Electrons get confused

(Nanowerk News) Scientists from Helmholtz-Zentrum Berlin (HZB) observed exotic behaviour from beryllium oxide (BeO) when they bombarded it with high-speed heavy ions: After being shot in this way, the electrons in the BeO appeared "confused", and seemed to completely forget the material properties of their environment. The researchers' measurements show changes in the electronic structure that can be explained by extremely rapid melting around the firing line of the heavy ions. If this interpre-tation is correct, then this would have to be the fastest melting ever observed.
The researchers are publishing their results in Physical Review Letters ("Evidence for an Ultrafast Breakdown of the BeO Band Structure Due to Swift Argon and Xenon Ions").
In his experiments, Prof. Dr. Gregor Schiwietz and his team irradiated a beryllium oxide film with high-speed heavy ions of such strong charge that they possessed maximum smashing power. Unlike most other methods, the energy of the heavy ions was chosen so that they would interact chiefly with their outer valence electrons. As heavy ions penetrate into a material, there are typically two effects that occur immediately around the fired ions: the electrons in the immediate surroundings heat up and the atoms become strongly charged. At this point, Auger electrons are emitted, whose energy levels are measurable and show up in a so-called line spectrum. The line spectrum is characteristic for each different material, and normally changes only slightly upon bombardment with heavy ions.

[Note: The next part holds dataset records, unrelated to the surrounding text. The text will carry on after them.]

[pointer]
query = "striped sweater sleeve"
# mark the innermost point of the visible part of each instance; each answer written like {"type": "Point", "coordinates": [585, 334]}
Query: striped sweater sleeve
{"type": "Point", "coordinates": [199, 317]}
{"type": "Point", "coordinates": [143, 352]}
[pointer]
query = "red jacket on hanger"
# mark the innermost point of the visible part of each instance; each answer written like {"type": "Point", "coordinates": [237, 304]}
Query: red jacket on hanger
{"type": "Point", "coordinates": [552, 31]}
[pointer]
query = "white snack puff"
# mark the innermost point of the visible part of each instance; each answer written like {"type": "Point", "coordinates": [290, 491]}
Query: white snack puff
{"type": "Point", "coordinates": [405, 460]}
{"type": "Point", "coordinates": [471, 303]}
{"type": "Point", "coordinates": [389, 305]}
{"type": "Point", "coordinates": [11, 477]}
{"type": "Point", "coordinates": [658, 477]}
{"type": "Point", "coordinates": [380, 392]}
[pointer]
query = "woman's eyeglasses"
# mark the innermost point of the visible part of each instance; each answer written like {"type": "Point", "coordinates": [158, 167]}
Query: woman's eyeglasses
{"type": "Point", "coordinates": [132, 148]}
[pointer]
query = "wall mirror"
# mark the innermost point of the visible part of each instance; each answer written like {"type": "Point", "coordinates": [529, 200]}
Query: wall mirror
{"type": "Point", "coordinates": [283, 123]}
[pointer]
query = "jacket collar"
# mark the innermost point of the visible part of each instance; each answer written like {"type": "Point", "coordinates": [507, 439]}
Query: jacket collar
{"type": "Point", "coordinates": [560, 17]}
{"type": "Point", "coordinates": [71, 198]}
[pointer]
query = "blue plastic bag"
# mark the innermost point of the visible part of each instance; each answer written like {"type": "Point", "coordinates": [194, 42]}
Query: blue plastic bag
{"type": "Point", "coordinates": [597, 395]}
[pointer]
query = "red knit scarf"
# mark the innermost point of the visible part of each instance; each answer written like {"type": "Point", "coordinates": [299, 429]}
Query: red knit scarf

As a world's first, the HZB researchers have now bombarded an ion crystal (BeO), which has insulator properties, with very high-speed heavy ions (xenon ions), upon which they demonstrated a hitherto unknown effect: The line spectrum of the Auger electrons changed drastically – it became "washed out", stretching into higher energies. Together with a team of physicists from Poland, Serbia and Brazil, the researchers observed distinctly metallic signatures from the Auger electrons emitted by the heated BeO material. The Auger electrons appeared to have completely "forgotten" their insulator properties. The researchers see this as clear evidence that the band structure breaks down extremely rapidly when the BeO is bombarded with heavy ions – in less than about 100 femtoseconds (one femtosecond is a millionth of a millionth of a millisecond). This breakdown is triggered by the high electron temperatures of up to 100000 Kelvin. In the long term, however, the material of the otherwise cold solid remains overall intact.
The HZB researchers' results deliver strong evidence of ultra-fast melting processes around the firing line of the heavy ions. This melting is followed by annealing that deletes all permanent signs of the melting process. Prof. Schiwietz hopes to find other ionic crystals that exhibit the same rapid melting process, but in which the annealing process is suppressed. If any are found, then a conceivable application would be programming at femtosecond speeds.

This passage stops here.